Committed to physical, network, and application security
Our commitment to security gives our customers confidence to innovate using our platform. Transparent, best-practice security mechanisms are in place to protect physical, network, and application components of the platform.
ISO 27001 CERTIFIED
ISO 27001 is an international standard covering best practice for information security, cybersecurity, and privacy protection. Citrine Informatics’ security framework is based on ISO27001 and Citrine obtained ISO/IEC 27001:2013 certification in 2018, renewing it annually since. Information security is a top priority for Citrine Informatics, and this achievement demonstrates our commitment to information security, data protection, and continuous improvement.
CUSTOMER DATA IS PROTECTED
Customer data is classified, secured, encrypted, and kept in separate repositories while entrusted to Citrine. Additionally, all IP generated from the use of the Citrine platform, including all customer data stored on the platform, remains the property of the customer.
Access to infrastructure, networks, and data is minimized and controlled with best practice authentication systems.

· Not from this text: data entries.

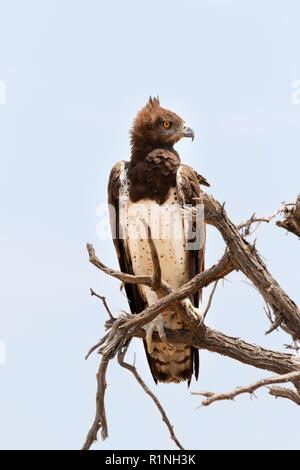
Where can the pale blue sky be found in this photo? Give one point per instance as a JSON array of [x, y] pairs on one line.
[[76, 72]]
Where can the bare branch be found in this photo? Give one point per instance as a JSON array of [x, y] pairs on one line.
[[212, 397], [247, 259], [253, 219], [210, 300], [104, 303], [292, 219], [133, 370], [100, 418], [281, 392]]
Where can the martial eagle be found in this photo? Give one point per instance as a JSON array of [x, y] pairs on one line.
[[152, 186]]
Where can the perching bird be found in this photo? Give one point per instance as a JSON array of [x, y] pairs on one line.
[[153, 187]]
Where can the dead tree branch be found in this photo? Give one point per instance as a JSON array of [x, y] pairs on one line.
[[247, 260], [275, 379], [239, 255], [100, 418], [281, 392], [132, 369], [291, 221]]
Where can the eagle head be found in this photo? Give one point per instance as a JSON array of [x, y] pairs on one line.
[[156, 127]]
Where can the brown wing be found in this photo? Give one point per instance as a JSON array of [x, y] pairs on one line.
[[188, 187], [135, 300]]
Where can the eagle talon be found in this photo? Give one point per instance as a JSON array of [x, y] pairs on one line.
[[157, 323]]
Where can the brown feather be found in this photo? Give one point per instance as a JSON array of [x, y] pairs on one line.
[[152, 172]]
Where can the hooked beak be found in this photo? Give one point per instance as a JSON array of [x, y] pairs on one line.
[[188, 132]]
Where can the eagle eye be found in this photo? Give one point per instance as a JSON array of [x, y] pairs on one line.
[[167, 124]]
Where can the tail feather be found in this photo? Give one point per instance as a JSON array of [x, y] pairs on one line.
[[172, 365]]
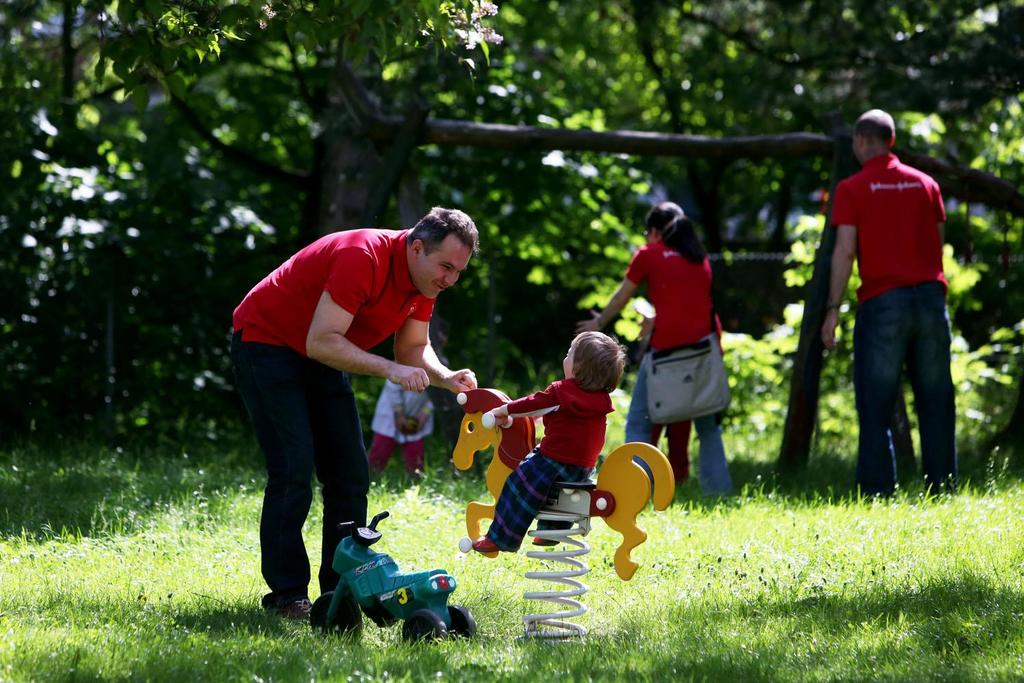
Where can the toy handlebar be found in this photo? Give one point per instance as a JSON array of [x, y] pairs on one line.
[[378, 517], [488, 421]]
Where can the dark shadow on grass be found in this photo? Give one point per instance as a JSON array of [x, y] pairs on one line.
[[91, 491]]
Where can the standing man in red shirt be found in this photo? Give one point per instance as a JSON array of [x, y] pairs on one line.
[[298, 335], [890, 217]]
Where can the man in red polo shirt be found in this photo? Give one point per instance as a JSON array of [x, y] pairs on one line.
[[298, 334], [890, 217]]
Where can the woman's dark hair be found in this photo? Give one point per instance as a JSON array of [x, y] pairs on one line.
[[681, 236], [662, 214]]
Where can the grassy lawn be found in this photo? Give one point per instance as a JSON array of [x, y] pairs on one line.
[[139, 565]]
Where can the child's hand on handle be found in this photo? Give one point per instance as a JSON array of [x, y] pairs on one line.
[[461, 380], [498, 416]]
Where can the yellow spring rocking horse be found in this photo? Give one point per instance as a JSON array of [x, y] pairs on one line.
[[631, 475]]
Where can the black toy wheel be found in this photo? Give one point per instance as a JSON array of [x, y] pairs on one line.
[[463, 624], [348, 620], [424, 625]]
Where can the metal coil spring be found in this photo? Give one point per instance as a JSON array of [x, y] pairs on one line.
[[555, 625]]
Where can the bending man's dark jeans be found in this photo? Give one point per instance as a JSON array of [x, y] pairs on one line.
[[905, 325], [305, 419]]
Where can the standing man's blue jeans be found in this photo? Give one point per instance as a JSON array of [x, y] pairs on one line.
[[714, 471], [905, 325], [305, 420]]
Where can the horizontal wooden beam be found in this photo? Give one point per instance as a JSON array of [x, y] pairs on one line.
[[964, 183], [524, 138]]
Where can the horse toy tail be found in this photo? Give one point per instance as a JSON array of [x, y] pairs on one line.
[[634, 473]]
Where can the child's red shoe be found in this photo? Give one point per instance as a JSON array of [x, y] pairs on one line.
[[484, 545]]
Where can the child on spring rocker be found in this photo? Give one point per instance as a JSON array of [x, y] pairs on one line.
[[574, 411]]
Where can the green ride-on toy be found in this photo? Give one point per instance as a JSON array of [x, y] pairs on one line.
[[371, 582]]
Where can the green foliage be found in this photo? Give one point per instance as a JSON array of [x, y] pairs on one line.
[[184, 153]]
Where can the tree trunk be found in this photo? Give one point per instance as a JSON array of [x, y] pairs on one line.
[[1012, 436], [804, 389]]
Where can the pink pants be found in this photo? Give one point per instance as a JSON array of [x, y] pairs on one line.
[[383, 446]]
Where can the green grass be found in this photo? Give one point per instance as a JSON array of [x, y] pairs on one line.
[[142, 565]]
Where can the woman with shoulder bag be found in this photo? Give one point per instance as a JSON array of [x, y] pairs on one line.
[[677, 270]]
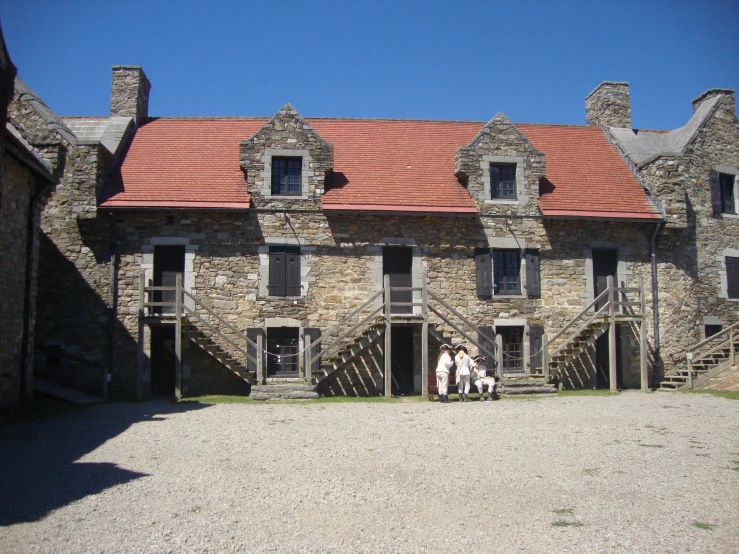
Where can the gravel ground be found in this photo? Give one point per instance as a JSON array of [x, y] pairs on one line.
[[631, 473]]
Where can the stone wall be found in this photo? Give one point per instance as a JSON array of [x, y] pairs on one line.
[[17, 184], [690, 256], [345, 252]]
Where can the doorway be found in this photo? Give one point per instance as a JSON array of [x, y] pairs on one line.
[[282, 351], [397, 263], [169, 261], [512, 351], [602, 354], [162, 361], [605, 263], [401, 339]]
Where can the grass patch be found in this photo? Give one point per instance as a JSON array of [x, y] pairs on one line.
[[564, 511], [563, 523], [729, 395], [587, 392]]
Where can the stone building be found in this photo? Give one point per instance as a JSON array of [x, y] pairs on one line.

COMPLETE SEGREGATION AND DEFENSE-IN-DEPTH
Each customer’s platform is hosted in a separate virtual private cloud, with data encrypted in the platform and on transit to and from the cloud.
SECURITY PROCESSES IN PLACE
Business processes are in place and continually improved on the following topics:
- Physical Security
- Business Continuity
- Third-Party Security
- Continual Improvement
Robert (Bob) Vail, Citrine’s Director of Security, leads the whole Citrine team in following the ISO 27001 standard and upholding best-in-class security practices. He is a Certified Information Systems Security Professional with over 20 years of experience in the financial services, software, and cybersecurity industries.